# Home Oven Curing



## ForbiddenProphet (Jan 21, 2013)

I saw a few topics on this subject with few replies so I thought I would give my 2cents for the newbies who do not want to invest in a heat press or roller.

This is extremely dangerous so please use with caution!!!

Over the weekend I experimented with this process. Here is what I did, and it worked great.

1. Preheated Oven to 400 degrees
2. Put folded shirt neatly onto middle rack in oven
3. Did not leave room, kept eye on shirt 100% of the time
4. Each shirt seems to be different, take shirt out as soon as you see it start to steam! Not smoke but Steam!
5, I laid shirt on cold marble table and chair to cool.
6. Stretch test after cool down, if you can see ink breaking , put back in over for second or even third bake
7. Each shirt seems to take less then 60 seconds depending on how you fold it/ size of shirt
8. The last few shirts where white and I noticed after printing 10 shirts the oven made nasty yellow burn /gril marks in shoulder area, so keep I mind you might have to cool down or swap out racks 
9. Suggestion take all racks out only bake one at a time, after 25 minutes swap for cool rack and let hot one cool down, and so on
9. I was using non water based ink,
10. Hope this is helpful to someone?

Best of luck and be careful!!

FP


----------



## splathead (Dec 4, 2005)

I wouldn't want to come to your house for a roast dinner afterwards.


----------



## ForbiddenProphet (Jan 21, 2013)

Haha honestly I could barley smell anything. It could have been really bad tho if it had started smoking!


Forbidden Prophet
www.ForbiddenProphet.com


----------



## splathead (Dec 4, 2005)

ForbiddenProphet said:


> Haha honestly I could barley smell anything.

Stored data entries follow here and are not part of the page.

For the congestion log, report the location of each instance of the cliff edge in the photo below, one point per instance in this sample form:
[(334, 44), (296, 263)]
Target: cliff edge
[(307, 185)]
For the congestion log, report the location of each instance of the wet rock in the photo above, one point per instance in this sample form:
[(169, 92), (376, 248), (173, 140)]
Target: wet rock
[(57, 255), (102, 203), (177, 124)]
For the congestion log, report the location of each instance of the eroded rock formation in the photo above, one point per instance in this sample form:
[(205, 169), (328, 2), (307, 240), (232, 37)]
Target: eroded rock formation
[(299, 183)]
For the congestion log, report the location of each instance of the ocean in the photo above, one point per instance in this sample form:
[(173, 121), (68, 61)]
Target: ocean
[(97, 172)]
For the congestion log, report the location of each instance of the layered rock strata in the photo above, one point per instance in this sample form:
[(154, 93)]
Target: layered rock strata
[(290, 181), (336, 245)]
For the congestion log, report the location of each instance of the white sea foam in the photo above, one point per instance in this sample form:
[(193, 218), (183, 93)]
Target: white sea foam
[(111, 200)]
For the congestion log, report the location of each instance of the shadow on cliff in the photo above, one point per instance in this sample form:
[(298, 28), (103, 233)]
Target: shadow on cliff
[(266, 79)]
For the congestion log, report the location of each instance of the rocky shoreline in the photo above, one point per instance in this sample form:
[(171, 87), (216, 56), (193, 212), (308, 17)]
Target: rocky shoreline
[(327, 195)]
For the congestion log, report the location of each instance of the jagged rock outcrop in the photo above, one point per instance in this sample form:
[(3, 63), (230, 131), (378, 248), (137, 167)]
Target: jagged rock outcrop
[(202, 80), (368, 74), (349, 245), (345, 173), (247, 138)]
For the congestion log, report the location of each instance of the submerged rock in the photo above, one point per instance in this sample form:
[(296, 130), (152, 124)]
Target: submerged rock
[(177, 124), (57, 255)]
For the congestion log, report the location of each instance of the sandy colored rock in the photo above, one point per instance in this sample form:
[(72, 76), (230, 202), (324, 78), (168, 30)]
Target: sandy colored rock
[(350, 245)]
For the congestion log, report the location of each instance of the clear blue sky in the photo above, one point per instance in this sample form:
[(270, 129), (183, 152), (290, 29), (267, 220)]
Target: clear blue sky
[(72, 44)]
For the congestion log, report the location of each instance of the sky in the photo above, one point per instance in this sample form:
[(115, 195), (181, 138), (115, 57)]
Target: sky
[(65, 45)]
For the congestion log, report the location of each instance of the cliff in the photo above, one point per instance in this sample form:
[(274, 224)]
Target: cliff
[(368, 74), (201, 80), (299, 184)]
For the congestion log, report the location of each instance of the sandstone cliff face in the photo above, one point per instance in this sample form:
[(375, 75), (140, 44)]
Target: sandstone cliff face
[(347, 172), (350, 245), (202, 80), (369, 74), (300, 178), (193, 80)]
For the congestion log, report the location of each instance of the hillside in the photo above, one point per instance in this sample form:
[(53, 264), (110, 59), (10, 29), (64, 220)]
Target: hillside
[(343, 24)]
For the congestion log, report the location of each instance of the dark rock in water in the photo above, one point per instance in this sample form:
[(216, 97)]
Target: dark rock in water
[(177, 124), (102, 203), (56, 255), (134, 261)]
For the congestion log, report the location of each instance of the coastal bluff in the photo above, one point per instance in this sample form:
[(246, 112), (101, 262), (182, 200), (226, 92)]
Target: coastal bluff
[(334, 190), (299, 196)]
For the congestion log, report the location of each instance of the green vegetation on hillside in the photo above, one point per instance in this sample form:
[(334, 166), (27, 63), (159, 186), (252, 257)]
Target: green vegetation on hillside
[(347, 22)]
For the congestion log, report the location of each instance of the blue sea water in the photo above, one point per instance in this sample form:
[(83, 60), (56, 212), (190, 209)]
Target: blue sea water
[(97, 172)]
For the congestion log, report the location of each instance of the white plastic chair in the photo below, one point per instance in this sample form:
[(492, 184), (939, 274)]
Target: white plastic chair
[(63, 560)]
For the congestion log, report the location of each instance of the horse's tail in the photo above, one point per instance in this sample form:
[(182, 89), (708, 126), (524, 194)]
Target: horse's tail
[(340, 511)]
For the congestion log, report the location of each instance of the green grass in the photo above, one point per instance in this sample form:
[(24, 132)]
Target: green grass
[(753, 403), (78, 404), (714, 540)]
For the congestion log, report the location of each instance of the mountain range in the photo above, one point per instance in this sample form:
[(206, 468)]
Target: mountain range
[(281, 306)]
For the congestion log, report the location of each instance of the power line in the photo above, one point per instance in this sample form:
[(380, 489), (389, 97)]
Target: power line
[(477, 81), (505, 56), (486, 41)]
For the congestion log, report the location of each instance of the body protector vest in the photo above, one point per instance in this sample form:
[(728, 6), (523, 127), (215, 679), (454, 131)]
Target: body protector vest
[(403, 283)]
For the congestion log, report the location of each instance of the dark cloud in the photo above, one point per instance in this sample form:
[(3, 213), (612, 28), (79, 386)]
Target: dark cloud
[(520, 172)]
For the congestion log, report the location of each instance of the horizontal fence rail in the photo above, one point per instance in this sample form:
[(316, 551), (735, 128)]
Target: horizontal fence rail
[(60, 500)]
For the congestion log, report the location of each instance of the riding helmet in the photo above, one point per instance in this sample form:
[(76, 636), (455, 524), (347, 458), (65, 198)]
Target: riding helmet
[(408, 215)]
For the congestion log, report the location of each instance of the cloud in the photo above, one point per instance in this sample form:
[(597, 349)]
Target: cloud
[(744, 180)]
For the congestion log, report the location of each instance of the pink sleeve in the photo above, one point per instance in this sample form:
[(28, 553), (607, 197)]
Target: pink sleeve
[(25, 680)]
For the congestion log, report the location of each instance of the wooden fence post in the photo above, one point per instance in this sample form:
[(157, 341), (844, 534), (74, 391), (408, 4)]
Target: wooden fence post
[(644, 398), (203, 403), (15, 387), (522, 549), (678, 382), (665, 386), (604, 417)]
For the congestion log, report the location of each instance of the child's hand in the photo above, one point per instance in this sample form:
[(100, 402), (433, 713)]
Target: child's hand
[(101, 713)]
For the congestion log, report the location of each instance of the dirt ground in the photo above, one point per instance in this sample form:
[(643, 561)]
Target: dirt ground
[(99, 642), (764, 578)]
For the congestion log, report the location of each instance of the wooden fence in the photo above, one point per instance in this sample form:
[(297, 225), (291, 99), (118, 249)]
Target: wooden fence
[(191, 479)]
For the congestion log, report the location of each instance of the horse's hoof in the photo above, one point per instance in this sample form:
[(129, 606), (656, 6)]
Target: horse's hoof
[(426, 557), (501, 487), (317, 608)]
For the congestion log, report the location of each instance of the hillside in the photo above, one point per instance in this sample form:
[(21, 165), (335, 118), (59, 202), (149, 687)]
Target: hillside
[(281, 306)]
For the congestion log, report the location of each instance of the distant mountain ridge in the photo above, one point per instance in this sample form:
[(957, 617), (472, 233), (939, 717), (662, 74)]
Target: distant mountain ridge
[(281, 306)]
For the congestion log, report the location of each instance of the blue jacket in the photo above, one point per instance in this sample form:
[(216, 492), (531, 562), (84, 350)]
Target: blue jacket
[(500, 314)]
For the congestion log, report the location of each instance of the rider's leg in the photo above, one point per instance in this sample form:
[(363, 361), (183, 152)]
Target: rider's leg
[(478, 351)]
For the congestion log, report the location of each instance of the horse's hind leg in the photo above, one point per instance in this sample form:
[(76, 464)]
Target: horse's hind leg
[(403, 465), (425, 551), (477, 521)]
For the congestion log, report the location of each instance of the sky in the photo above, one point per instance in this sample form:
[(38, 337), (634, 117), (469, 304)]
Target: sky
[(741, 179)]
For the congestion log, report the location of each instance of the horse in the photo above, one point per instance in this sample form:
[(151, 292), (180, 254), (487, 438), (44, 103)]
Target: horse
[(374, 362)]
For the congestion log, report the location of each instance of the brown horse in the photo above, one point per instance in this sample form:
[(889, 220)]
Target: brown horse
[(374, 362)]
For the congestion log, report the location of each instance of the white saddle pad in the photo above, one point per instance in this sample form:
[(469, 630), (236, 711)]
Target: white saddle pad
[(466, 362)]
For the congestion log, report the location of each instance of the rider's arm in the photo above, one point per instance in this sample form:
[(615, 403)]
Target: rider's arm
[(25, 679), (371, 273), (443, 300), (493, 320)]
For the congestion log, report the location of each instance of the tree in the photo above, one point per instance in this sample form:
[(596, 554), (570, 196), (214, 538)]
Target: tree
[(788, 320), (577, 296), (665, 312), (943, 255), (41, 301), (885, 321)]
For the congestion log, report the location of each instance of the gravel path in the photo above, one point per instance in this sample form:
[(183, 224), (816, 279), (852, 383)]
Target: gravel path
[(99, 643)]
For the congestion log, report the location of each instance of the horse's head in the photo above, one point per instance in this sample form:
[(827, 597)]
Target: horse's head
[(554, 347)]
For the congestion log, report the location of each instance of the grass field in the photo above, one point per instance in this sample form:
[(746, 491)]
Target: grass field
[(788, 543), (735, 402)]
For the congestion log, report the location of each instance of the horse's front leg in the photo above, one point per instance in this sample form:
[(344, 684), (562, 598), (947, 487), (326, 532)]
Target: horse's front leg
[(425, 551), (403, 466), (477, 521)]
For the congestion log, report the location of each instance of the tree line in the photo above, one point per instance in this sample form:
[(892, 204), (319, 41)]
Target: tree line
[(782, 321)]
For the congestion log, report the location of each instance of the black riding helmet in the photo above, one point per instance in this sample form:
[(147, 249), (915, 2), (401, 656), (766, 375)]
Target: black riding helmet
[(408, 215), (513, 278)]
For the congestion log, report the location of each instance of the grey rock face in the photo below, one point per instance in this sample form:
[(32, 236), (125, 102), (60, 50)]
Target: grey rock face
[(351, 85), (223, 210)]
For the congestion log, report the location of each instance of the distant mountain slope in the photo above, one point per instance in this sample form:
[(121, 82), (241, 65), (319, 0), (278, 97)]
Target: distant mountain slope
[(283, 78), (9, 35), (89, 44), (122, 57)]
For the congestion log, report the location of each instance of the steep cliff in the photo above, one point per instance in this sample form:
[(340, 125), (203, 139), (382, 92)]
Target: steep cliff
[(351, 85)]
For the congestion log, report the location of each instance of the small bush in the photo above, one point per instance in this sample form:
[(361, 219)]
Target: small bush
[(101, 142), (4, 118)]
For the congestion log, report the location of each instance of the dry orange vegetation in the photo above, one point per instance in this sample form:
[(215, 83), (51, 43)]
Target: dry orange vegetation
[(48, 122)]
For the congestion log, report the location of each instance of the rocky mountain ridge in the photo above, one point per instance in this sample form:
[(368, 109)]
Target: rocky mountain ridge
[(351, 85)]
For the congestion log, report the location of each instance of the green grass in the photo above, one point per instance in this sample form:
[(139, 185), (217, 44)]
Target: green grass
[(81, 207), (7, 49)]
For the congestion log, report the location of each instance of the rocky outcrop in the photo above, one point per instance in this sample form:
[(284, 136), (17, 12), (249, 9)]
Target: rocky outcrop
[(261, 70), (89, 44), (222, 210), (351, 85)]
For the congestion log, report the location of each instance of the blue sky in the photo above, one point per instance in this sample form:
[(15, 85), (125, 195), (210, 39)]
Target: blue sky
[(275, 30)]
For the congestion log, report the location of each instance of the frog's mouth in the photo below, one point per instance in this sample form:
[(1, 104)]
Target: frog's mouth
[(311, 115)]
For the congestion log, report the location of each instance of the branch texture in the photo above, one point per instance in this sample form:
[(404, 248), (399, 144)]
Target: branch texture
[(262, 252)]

Some things that are bad for you don't have a smell.

You don't want to use the same oven you cook with to cure plastisol ink. That smoke you see is not steam. Plastisol does not contain water. What you see is vaporized polyvinyl chloride that's lining your oven.


----------



## ForbiddenProphet (Jan 21, 2013)

Wow! Good thing I'm replacing my oven in 2 weeks. Ill be sure to discontinue using it. 

For anyone else reading this - 

Do not Bake Shirts in your Home oven!! Lesson learned! 


Forbidden Prophet
www.ForbiddenProphet.com


----------



## splathead (Dec 4, 2005)

ForbiddenProphet said:


> Good thing I'm replacing my oven in 2 weeks.


Now, if you have room for it in your shop area, the old oven can be useful. Certainly not as convenient as a flash or tunnel dryer, but useable.


----------



## selanac (Jan 8, 2007)

You could also use a Convection Oven. I tried it on the oven I use for Mug Wraps. Works just fine. Wash test is just fine. Think I still have one of the samples I've made. 

I'd still prefer a flash and conveyor.


----------



## Printavo (Oct 7, 2007)

Haha, this is pretty funny. A video would be awesome.


----------



## ForbiddenProphet (Jan 21, 2013)

Haha- I almost made a video ! I definitely will in the future, but not of a boot leg oven bake! I felt like I was cooking crack, whatever that feels like? I <3 screen printing now, definitely addicting. 


Forbidden Prophet
www.ForbiddenProphet.com


----------